When it comes to dark money — money spent trying to influence voters by groups that do not disclose their donors — the focus is often on the federal level. But a considerable amount of dark money is also going to state and local elections. Our weekly roundup looks at dark money spending at the local, state and federal levels.
Dark money has started flowing into Virginia’s statewide races, the Associated Press reports. An online campaign has attacked state Sen. Jill Holtzman Vogel, R-Fauquier, who is running for lieutenant governor. Ed Gillespie, a former Republican National Committee chairman running for governor, has also faced a social media campaign accusing him of supporting the removal of Confederate statues. Both campaigns are paid for by organizations that don’t have to reveal their donors. In Vogel’s case, the ads were placed by 406 Enterprises, a limited liability corporation. The anti-Gillespie campaign was sponsored by Conservative Response Team, a political nonprofit. Virginia has its primary on June 13. Its general election is Nov. 7.
U.S. Sen. Claire McCaskill is asking Missouri voters to ignore a dark money group running ads to support her, the St. Louis Post-Dispatch reports. VoteVets, a liberal dark money group focused on veterans’ issues and encouraging veterans to run for office, has been running a series of ads praising McCaskill for her work to make the Department of Veterans Affairs more accountable. The ads have been co-sponsored by Majority Forward, an organization dedicated to electing Democrats to statewide offices.

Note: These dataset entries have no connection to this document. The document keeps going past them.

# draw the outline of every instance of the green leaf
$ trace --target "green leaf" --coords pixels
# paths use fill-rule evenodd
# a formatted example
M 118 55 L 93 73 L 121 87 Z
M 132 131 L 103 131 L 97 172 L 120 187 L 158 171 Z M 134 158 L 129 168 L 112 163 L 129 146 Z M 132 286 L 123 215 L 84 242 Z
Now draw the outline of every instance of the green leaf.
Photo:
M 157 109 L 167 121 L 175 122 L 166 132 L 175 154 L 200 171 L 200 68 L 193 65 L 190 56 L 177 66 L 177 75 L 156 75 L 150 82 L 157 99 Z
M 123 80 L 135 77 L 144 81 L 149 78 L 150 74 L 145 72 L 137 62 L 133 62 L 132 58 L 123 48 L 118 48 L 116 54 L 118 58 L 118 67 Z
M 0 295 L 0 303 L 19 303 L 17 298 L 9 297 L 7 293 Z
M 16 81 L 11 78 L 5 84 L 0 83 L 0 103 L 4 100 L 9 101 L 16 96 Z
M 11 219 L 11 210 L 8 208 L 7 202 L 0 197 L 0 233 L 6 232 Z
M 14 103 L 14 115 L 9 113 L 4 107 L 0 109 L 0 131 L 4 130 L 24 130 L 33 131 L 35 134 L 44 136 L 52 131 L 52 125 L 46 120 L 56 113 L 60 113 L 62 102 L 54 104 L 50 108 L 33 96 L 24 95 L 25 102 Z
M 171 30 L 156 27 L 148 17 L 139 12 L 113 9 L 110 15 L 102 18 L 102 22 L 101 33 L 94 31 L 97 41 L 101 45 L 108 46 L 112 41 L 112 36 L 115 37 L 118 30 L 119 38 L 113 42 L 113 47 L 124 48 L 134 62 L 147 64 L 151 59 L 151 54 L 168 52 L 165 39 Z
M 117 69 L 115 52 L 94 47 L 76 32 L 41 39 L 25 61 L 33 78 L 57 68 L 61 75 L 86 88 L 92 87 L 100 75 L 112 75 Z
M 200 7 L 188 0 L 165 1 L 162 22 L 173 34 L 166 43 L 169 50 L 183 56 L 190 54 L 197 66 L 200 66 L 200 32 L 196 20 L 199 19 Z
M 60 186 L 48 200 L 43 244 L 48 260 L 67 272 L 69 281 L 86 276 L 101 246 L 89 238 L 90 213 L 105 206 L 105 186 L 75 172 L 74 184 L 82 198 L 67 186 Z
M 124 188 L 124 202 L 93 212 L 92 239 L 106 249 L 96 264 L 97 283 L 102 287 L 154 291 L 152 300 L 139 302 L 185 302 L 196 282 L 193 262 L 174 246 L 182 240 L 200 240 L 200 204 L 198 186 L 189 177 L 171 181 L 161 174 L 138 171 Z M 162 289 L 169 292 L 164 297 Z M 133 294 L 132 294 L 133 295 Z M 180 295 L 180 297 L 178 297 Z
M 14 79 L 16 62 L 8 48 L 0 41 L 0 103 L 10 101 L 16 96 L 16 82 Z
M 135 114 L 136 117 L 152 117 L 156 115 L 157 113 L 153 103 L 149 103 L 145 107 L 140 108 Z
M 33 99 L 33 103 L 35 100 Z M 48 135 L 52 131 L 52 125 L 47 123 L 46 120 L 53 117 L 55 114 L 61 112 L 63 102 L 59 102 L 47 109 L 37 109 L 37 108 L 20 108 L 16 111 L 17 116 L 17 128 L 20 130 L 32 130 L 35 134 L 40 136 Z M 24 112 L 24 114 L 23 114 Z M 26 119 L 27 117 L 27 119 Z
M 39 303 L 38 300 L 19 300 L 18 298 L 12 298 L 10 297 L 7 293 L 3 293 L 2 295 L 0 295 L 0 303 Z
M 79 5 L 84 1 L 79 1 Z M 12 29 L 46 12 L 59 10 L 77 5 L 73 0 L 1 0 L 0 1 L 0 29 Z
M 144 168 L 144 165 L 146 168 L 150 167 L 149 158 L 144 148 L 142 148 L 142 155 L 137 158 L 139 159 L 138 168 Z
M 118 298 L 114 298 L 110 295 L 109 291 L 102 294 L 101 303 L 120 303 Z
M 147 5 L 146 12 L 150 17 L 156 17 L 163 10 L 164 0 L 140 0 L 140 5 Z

McCaskill has criticized dark money groups and called for overturning Citizens United. The Democratic senator “thinks dark money groups should disclose their donors, regardless of party affiliation … She’s told Missourians to ignore ads that aren’t paid for by the candidates themselves,” a spokesman told the Post-Dispatch.
The Connecticut House has passed a measure meant to stop dark money from entering the state’s elections, the Connecticut Mirror reports. The bill would stop independent expenditure groups from accepting money from organizations whose major funders are anonymous. It would also prohibit independent expenditure groups from accepting more than $70,000 annually from a single donor.